Ibu Mercy adalah gambaran seorang
yang mempunyai tekanan berat, persoalan rumah-tangga, ekonomi dan problem
kesehatan anak ke-2nya yang mempunyai penyakit kelainan darah yang membutuhkan
biaya tidak sedikit. Tak tahu kemana lagi harus meminta tolong, dan ia kemudian
menjerit dengan jeritan yang tak terungkapkan dengan suara, ia bunuh diri.
Pada saat seorang klien ingin bunuh
diri karena merasa sudah tidak dapat menanggung beban hidup diri &
keluarganya, seperti kasus bu Mercy. Terapis Eksistensial mungkin memandangnya
sebagai simbolik. Karena bukankah berarti klien merasa mati sebagai pribadi,
apakah klien menggunakan potensi manusiawinya, apakah klien memilih mati hanya
sekedar mengukuhkan kehidupan. Terapis Eksistensial akan mengonfrontasikan
klien dengan masalah makna dan maksud dalam hidupnya. Sehingga klien mempunyai
alasan untuk ingin melanjutkan hidup & melakukan sesuatu untuk menemukan guna
tujuan yang akan membuat dirinya merasa lebih berarti dan hidup, karena dalam
terapis konselor akan mengajak klien memahami dirinya sendiri sebagai manusia
yang hidup berdampingan dan selalu dihadapkan oleh kenyataan-kenyataan pahit
atau manis sehingga mampu eksis dalam kehidupannya.
Perasaan bersalah (kasus: tidak
mampu membiayai pengobatan anaknya) adalah kekuatan dominan dalam kehidupan
klien. Bagaimanapun banyak dari perasaan bersalahnya yang merupakan perasaan
bersalah neurotik karena ia berlandaskan pandangan tentang mengecewakan orang
lain dan bukan memenuhi pengharapan mereka. Klien harus belajar bahwa perasaan
bersalah akan berguna jika berlandaskan kesadarannya atas penyia-nyian
potensinya sendiri. Terapi eksistensial akan melihat harapan klien dalam
belajar untuk menemukan keterpusatannnya sendiri dan dalam hidup dengan
nilai-nilai yang dipilih dan diciptakannya sendiri. Dia juga bisa berhubungan
dengan orang lain dengan kekuatannya sendiri untuk membentuk suatu hubungan
yang dependen.
Tujuan dari terapi ini adalah
menyajikan kondisi-kondisi untuk memaksimalkan kesadaran diri dan pertumbuhan.

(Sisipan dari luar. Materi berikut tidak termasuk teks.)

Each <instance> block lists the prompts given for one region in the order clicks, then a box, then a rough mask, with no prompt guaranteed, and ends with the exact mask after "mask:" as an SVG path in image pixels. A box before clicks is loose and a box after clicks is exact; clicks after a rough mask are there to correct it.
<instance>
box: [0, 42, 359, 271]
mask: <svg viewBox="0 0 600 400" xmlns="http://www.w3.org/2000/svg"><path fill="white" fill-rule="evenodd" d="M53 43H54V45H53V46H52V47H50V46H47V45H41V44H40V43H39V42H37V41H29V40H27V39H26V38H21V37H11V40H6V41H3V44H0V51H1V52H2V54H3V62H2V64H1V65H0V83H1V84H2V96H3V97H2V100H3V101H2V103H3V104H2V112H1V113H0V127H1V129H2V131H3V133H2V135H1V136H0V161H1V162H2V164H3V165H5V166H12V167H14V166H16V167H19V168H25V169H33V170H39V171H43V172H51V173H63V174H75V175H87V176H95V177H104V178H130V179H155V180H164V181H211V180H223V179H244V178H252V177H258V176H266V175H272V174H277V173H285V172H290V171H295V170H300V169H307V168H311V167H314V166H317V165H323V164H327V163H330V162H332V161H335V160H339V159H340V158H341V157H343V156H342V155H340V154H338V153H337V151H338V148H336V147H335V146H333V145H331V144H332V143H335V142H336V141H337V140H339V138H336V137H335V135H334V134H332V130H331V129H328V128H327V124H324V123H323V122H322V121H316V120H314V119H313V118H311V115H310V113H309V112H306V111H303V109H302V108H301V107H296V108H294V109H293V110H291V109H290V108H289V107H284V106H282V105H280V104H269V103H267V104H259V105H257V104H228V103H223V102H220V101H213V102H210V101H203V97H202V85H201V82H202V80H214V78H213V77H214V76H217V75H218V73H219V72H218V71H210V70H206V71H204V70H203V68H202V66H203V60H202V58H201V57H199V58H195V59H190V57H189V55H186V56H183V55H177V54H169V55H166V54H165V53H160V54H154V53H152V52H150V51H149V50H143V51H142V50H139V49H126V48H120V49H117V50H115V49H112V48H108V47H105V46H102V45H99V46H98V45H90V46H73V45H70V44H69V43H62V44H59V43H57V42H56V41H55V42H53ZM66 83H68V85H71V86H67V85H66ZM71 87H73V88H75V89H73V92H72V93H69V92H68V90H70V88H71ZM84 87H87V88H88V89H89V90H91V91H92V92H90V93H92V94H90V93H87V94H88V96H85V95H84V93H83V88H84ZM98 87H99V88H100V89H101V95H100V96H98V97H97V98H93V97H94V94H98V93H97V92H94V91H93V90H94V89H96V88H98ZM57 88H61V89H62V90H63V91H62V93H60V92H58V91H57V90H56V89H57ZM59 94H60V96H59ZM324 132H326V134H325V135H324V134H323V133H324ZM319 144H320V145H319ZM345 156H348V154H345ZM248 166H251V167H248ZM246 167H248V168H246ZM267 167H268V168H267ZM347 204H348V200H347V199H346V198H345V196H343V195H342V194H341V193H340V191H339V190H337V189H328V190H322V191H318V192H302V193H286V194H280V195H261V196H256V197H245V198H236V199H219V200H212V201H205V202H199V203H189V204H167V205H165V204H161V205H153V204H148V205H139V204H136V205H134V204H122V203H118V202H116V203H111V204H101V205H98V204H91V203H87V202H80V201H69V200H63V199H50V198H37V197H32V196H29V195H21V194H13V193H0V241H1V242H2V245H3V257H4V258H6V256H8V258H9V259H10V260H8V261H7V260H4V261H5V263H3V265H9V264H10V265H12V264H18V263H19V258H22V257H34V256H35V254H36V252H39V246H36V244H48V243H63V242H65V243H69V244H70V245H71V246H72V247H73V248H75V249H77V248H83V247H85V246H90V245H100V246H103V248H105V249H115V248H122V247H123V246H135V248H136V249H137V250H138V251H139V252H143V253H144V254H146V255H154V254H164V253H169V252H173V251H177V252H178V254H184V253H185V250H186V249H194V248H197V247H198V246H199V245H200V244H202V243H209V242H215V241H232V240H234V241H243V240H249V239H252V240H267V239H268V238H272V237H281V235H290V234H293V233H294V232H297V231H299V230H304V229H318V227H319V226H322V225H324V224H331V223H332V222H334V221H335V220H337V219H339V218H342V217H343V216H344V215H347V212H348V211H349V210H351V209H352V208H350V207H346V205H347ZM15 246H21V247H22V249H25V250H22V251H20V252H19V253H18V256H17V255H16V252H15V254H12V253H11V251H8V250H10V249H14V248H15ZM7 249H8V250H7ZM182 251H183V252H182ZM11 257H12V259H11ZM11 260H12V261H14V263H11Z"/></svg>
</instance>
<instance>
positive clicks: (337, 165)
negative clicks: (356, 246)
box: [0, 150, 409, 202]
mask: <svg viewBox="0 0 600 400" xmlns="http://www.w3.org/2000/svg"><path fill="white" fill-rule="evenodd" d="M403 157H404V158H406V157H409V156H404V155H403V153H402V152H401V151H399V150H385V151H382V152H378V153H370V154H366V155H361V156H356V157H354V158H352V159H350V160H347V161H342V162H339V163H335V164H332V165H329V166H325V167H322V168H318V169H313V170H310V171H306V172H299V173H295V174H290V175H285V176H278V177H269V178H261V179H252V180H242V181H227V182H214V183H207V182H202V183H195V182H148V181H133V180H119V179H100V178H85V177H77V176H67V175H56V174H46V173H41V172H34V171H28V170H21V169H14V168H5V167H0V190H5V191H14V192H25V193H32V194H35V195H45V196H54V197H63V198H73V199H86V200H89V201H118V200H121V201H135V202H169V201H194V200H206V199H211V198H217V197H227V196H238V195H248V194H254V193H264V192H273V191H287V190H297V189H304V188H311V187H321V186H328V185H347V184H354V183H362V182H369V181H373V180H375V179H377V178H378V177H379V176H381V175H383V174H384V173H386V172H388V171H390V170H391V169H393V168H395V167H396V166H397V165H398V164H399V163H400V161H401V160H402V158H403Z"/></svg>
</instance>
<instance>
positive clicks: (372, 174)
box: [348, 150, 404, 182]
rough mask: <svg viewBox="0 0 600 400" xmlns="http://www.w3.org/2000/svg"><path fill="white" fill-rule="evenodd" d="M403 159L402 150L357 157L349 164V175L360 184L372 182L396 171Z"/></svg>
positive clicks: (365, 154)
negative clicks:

Menghapus penghambat-penghambat aktualisasi potensi pribadi. Membantu klien
menemukan dan menggunakan kebebasan memilih dengan memperluas kesadaran diri. Membantu
klien agar bebas dan bertanggung jawab arah kehidupannya sendiri.
- Kasus Ketiga: Introspeksi Sebagai Terapi Humanistik Eksistensial
Introspeksi adalah proses pengamatan
terhadap diri sendiri dan pengungkapan pemikiran dalam yang disadari,
keinginan, dan sensasi. Proses tersebut berupa proses mental yang disadari dan
biasanya dengan maksud tertentu dengan berlandaskan pada pikiran dan
perasaannya. Bisa juga disebut sebagai kontemplasi pribadi, dan berlawanan
dengan ekstropeksi yang berupa pengamatan terhadap objek-objek di luar diri.
Introspeksi mepunyai arti yang sama dengan refleksi diri.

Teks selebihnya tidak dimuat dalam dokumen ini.